Also, may be related to minio/minio#2743.

Here's my setup, using Alpha channel of CoreOS and libvirt:

export KUBERNETES_PROVIDER=libvirt-coreos && export NUM_NODES=4
./cluster/kube-up.sh
# wait for etcd to settle
helmc install workflow-v2.5.0
# wait for kubernetes cluster to all be ready
deis pull 192.168.57.10:5000/aergo-server:1.0.0-SNAPSHOT -a aergo-server

Worked with @harshavardhana from the minio crew to try to troubleshoot this.

For whatever reason, during our teleconsole session, I was able to successfully push the image into the deis-registry-proxy - but then saw the same dial i/o timeout but in a different context. This time, it was while pulling the image from the proxy, during the image app:deploy phase.

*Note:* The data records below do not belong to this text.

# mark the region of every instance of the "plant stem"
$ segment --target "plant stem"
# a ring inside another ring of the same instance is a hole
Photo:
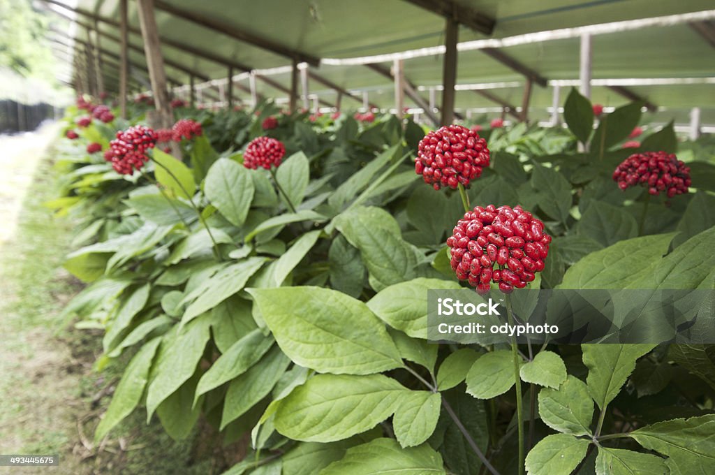
[[[648,205],[651,202],[651,194],[646,195],[646,202],[643,205],[643,212],[641,213],[641,220],[638,223],[638,235],[643,235],[643,228],[646,225],[646,216],[648,215]]]
[[[275,186],[278,188],[278,191],[280,194],[283,195],[285,198],[285,202],[288,205],[288,207],[290,208],[290,212],[292,213],[295,212],[295,207],[293,206],[293,203],[290,202],[290,198],[286,195],[285,192],[283,190],[283,187],[280,186],[280,183],[278,182],[278,178],[275,176],[275,169],[271,167],[270,168],[271,176],[273,177],[273,181],[275,182]]]
[[[174,212],[177,214],[177,216],[179,217],[179,219],[181,220],[181,222],[184,223],[184,226],[186,227],[187,230],[189,230],[190,228],[189,227],[189,223],[187,222],[186,220],[184,219],[184,217],[182,216],[182,214],[179,212],[179,208],[177,208],[176,205],[174,204],[174,202],[172,202],[172,199],[169,197],[168,195],[167,195],[167,192],[164,191],[164,188],[162,187],[162,185],[157,183],[155,180],[152,178],[152,177],[149,176],[149,174],[144,173],[144,170],[139,170],[139,173],[142,174],[142,176],[144,176],[144,178],[147,179],[147,181],[149,181],[149,183],[154,185],[157,188],[159,188],[159,192],[162,194],[162,196],[163,196],[164,198],[167,199],[167,202],[169,203],[169,205],[174,209]]]
[[[467,440],[467,444],[468,444],[469,446],[472,448],[474,453],[477,454],[479,459],[482,461],[482,464],[484,466],[487,468],[492,475],[499,475],[499,472],[494,468],[493,465],[489,463],[486,456],[485,456],[481,449],[479,449],[479,446],[477,446],[476,442],[474,441],[471,434],[467,431],[464,424],[462,423],[462,421],[459,420],[459,418],[457,417],[457,414],[455,414],[454,411],[452,409],[452,406],[449,405],[449,403],[448,403],[447,400],[444,398],[442,398],[442,406],[447,411],[447,413],[449,414],[449,416],[452,418],[452,420],[454,421],[454,423],[457,426],[457,429],[459,429],[459,431],[462,433],[462,435],[464,436],[464,438]]]
[[[461,183],[458,183],[457,187],[459,189],[459,195],[462,197],[462,205],[464,206],[464,211],[469,212],[472,210],[472,207],[469,205],[469,196],[467,195],[467,190]]]
[[[221,258],[221,253],[219,252],[219,245],[216,243],[216,240],[214,239],[214,235],[211,234],[211,230],[209,228],[209,225],[206,222],[206,220],[204,219],[204,216],[201,214],[201,211],[199,210],[198,207],[194,204],[194,200],[192,194],[184,187],[184,185],[182,185],[180,181],[179,181],[179,179],[177,178],[177,176],[174,175],[173,172],[156,160],[154,160],[154,162],[163,168],[166,172],[169,174],[169,176],[174,179],[174,181],[177,182],[177,185],[178,185],[179,187],[181,188],[181,190],[184,192],[184,194],[186,195],[187,199],[189,200],[189,203],[191,205],[191,207],[194,208],[194,211],[196,212],[196,214],[199,216],[199,220],[201,221],[201,224],[203,225],[204,227],[206,229],[206,232],[209,233],[209,238],[211,239],[211,242],[214,247],[214,255],[216,257],[217,260],[223,260],[223,259]]]
[[[509,325],[513,325],[513,317],[511,310],[511,298],[509,294],[504,295],[504,302],[506,304],[506,316]],[[516,420],[519,437],[519,475],[524,473],[524,411],[523,403],[521,401],[521,377],[519,376],[519,353],[516,345],[516,337],[511,336],[511,356],[514,360],[514,383],[516,386]]]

NOTE: you can ignore the 404 below - v4 of the aergo-server doesn't exist since I've restarted the minio pod several times during troubleshooting. The v5 release is definitely stored in minio, as can be seen in the mc ls command at the bottom of this post.

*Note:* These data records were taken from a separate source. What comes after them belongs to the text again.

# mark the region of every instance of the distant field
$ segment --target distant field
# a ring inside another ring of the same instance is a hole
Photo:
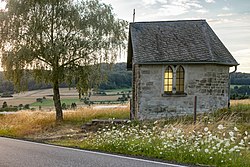
[[[118,89],[118,90],[107,90],[105,91],[107,94],[114,94],[111,96],[91,96],[91,101],[101,101],[101,100],[117,100],[118,97],[121,97],[121,92],[128,92],[130,89]],[[60,88],[60,95],[61,95],[61,103],[65,103],[66,105],[71,105],[72,103],[76,103],[77,106],[84,105],[83,102],[79,100],[78,92],[76,89],[69,89],[69,88]],[[43,102],[37,102],[37,98],[43,98]],[[34,91],[27,91],[18,94],[14,94],[11,98],[0,98],[0,105],[3,102],[7,102],[10,106],[18,106],[20,104],[30,104],[31,107],[38,108],[41,107],[50,107],[53,109],[53,91],[52,89],[43,89],[43,90],[34,90]]]

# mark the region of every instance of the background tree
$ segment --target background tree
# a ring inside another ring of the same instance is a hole
[[[86,91],[101,80],[126,39],[127,23],[98,0],[8,0],[0,15],[0,48],[6,77],[18,90],[32,71],[53,85],[56,120],[63,120],[59,83],[77,81]],[[32,69],[32,70],[30,70]],[[95,82],[90,78],[95,75]]]

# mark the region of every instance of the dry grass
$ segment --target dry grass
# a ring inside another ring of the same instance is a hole
[[[27,137],[41,133],[52,133],[60,129],[78,128],[95,118],[129,118],[129,107],[115,109],[80,108],[65,111],[64,121],[55,122],[55,112],[22,111],[0,115],[0,136]]]

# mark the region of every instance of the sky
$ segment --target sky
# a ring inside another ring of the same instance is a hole
[[[101,0],[120,19],[135,22],[205,19],[240,64],[250,73],[250,0]],[[125,61],[125,58],[122,58]],[[233,70],[233,68],[231,69]]]
[[[100,0],[120,19],[135,22],[205,19],[240,64],[250,73],[250,0]],[[0,9],[5,6],[0,2]],[[126,61],[126,54],[119,58]],[[233,69],[232,69],[233,70]]]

INFO [aergo-server]: build aergo-server-49c7405 created
INFO [aergo-server]: rbellamy deployed 192.168.57.10:5000/aergo-server:1.0.0-SNAPSHOT
INFO Pulling Docker image 192.168.57.10:5000/aergo-server:1.0.0-SNAPSHOT
INFO Tagging Docker image 192.168.57.10:5000/aergo-server:1.0.0-SNAPSHOT as localhost:5555/aergo-server:v5
INFO Pushing Docker image localhost:5555/aergo-server:v5
INFO Pulling Docker image localhost:5555/aergo-server:v5
INFO [aergo-server]: adding 5s on to the original 120s timeout to account for the initial delay specified in the liveness / readiness probe
INFO [aergo-server]: This deployments overall timeout is 125s - batch timout is 125s and there are 1 batches to deploy with a total of 1 pods
INFO [aergo-server]: waited 10s and 1 pods are in service
INFO [aergo-server]: waited 20s and 1 pods are in service
INFO [aergo-server]: waited 30s and 1 pods are in service
INFO [aergo-server]: waited 40s and 1 pods are in service
ERROR [aergo-server]: There was a problem deploying v5. Rolling back process types to release v4.
INFO Pulling Docker image localhost:5555/aergo-server:v4
INFO Pulling Docker image localhost:5555/aergo-server:v4
INFO Pulling Docker image localhost:5555/aergo-server:v4
INFO Pulling Docker image localhost:5555/aergo-server:v4
INFO Pulling Docker image localhost:5555/aergo-server:v4
INFO Pulling Docker image localhost:5555/aergo-server:v4
INFO Pulling Docker image localhost:5555/aergo-server:v4
INFO Pulling Docker image localhost:5555/aergo-server:v4
INFO Pulling Docker image localhost:5555/aergo-server:v4
ERROR [aergo-server]: (app::deploy): image aergo-server:v4 not found
ERROR:root:(app::deploy): image aergo-server:v4 not found
Traceback (most recent call last):
  File "/app/scheduler/__init__.py", line 168, in deploy
    deployment = self.deployment.get(namespace, name).json()
  File "/app/scheduler/resources/deployment.py", line 29, in get
    raise KubeHTTPException(response, message, *args)
scheduler.exceptions.KubeHTTPException: ('failed to get Deployment "aergo-server-cmd" in Namespace "aergo-server": 404 Not Found', 'aergo-server-cmd', 'aergo-server')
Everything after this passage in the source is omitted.